# What is the square root of i^2

1. Oct 4, 2006

### murshid_islam

what does $$\sqrt{i^2}$$ equal to? is $$\sqrt{i^2} = i$$ or $$\sqrt{i^2} = \pm i$$?

Last edited: Oct 4, 2006
2. Oct 4, 2006

### meee

im guessing its plus&minus

3. Oct 4, 2006

### matt grime

The square root is usually taken to be the principal branch of the function. I.e. the root whose argument lies in [0,pi), so you would conventionally obtain i.

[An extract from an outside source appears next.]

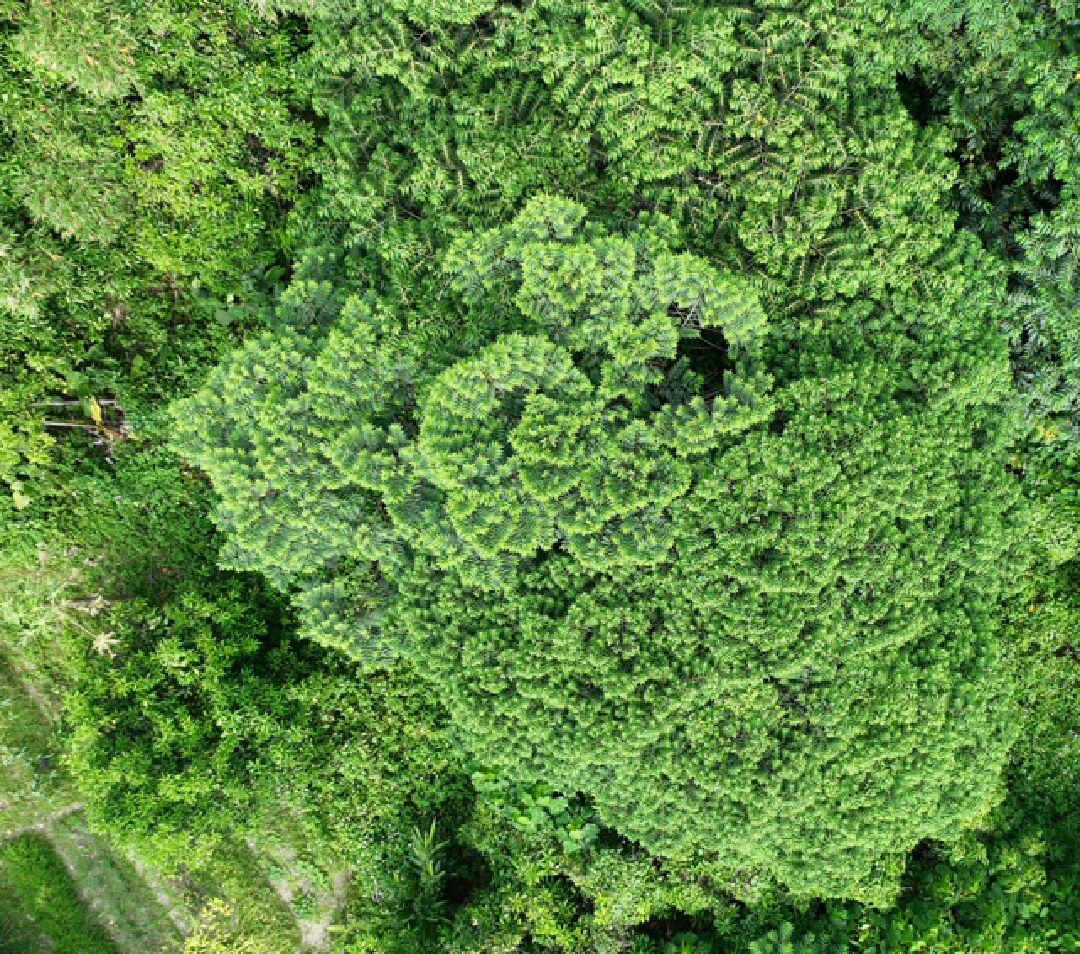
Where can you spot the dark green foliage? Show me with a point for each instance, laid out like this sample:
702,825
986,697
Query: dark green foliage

In general the n'th root of a complex number is taken to be the principal root unless otherwise stated: the root with argument in the interval [0,2pi/n)

4. Oct 4, 2006

### Data

I gave you the usual definition of the square root function in your other thread. You can use that to figure out what it is.

5. Oct 5, 2006

### murshid_islam

you said, $\sqrt{z} = z^{1/2} = \sqrt{r}e^{i\theta/2}.$

but if $$z = x + iy$$, then $$r = \sqrt{x^2 + y^2}$$ and $$\theta = \tan^{-1}\left( y \over x \right)$$

if $$z = -1 = -1 + 0.i$$, then x = -1, y = 0.

$$r = \sqrt{\left(-1\right)^2} = \sqrt{1} = 1$$

$$\theta = \tan^{-1}\left( {0} \over {-1} \right) = 0$$

$$\sqrt{z} = \sqrt{-1} = \sqrt{r}e^{i\frac{\theta}{2}} = \sqrt{1}e^{0} = 1$$

but where did i go wrong?

Last edited: Oct 5, 2006
6. Oct 5, 2006

### matt grime

Because arctan only returns values in the region -pi/2 to pi/2, so it is wrong to say that theta is arctan(y/x) alone. You must also use your common sense to see that the argument is actually pi, not zero. It is correct to say that tan(theta)=y/x, but that is *not* the same as theta =arctan(y/x) at all.

7. Oct 5, 2006

### murshid_islam

yeah, i can see that $$\theta = \pi$$ from the position of z = -1 in the argand plane. so,

$$\sqrt{z} = \sqrt{-1} = \sqrt{r}e^{i\frac{\theta}{2}} = \sqrt{1}e^{i\frac{\pi}{2}} = 1.(\cos{\frac{\pi}{2}} + i.\sin{\frac{\pi}{2}}) = i$$

am i right?

8. Oct 7, 2006

### Robokapp

This is my assumption:

$$\sqrt{i^{2}} = \sqrt{-1} = i$$

$$i^{2}$$ is equal to -1 and square root of -1 is defined as i.

9. Oct 8, 2006

### Data

That expression for $r$ works for all $z$, but the one for $\theta$ only works for $x>0$, assuming you're using the usual branch of arctan. In general finding the polar representation of a complex number involves solving

$$\sin{\theta} = \frac{y}{r}$$
and
$$\cos{\theta} = \frac{x}{r}$$

simultaneously (taking $\arctan (y/x)$ makes the possible solutions obvious though!).